Riemann 101 : A First Step

Kisung You

In this vignette, we demonstrate basic functionalities of Riemann package by walking through from installation to a simple analysis with the cities dataset for the sphere manifold \(\mathcal{S}^2\).

Install and Load

Riemann package can be installed via two outlets. A release version from CRAN can be installed

install.packages("Riemann")

or a development version is available from GitHub with devtools package.

if (!require("devtools")) {
  install.packages("devtools")
}
devtools::install_github("kisungyou/Riemann")

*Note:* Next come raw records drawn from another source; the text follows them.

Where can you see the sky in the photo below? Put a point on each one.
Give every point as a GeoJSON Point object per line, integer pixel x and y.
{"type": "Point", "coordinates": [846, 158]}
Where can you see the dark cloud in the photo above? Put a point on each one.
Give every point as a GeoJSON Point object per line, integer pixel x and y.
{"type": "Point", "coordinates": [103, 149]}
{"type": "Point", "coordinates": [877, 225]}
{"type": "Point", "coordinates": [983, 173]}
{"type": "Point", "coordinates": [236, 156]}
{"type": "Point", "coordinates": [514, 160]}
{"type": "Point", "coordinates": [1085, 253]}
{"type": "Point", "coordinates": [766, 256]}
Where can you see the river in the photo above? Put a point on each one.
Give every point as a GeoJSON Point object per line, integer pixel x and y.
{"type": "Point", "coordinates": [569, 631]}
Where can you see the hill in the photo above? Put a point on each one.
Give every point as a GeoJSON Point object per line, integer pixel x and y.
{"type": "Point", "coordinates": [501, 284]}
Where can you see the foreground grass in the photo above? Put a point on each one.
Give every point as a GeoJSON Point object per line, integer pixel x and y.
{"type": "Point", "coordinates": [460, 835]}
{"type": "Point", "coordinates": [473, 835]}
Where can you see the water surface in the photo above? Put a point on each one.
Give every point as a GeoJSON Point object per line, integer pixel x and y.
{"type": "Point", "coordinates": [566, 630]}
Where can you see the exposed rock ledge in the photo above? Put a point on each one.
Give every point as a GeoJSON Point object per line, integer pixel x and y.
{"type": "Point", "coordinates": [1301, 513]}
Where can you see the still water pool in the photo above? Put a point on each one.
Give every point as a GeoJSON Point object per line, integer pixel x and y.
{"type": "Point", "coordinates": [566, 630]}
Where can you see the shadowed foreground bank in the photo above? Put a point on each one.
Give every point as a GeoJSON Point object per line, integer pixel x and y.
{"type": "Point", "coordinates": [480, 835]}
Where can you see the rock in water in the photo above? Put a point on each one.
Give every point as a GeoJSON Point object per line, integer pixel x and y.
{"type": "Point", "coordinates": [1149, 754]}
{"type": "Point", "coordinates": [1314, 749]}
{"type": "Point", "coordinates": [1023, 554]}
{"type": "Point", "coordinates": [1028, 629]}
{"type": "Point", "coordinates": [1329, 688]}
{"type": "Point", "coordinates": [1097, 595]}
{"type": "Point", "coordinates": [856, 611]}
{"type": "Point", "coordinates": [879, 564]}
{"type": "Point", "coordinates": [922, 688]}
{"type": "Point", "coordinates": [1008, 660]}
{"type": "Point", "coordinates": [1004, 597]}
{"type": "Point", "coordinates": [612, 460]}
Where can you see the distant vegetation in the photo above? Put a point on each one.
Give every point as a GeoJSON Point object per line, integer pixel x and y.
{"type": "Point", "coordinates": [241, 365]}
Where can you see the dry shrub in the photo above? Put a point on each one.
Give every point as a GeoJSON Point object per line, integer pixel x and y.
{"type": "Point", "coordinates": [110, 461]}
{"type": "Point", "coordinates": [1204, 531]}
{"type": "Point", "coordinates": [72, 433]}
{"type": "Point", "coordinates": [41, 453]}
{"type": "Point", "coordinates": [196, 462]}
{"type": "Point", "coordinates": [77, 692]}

Now we are ready to go by loading the library.

library(Riemann)

Users, Wrap the Data!

Our package is designed to be a friendly toolkit for those with less computational expertise. Therefore, we decided to make the structure and workflow of the package exposed to users as simple as possible. To serve its purpose best, we decided to be a bit coercive; users, prepare the data (please).

In geometric statistics, data are usually represented as matrices. That means, the biggest huddle would be to wrap your data in a suitable form. When you provide one of our wrapper functions - named wrap.***() - with your data. Then the process we call wrapping would check the suitability of your matrix data with respect to the definition of the manifold you want to use and even apply suitable transformation for you when possible.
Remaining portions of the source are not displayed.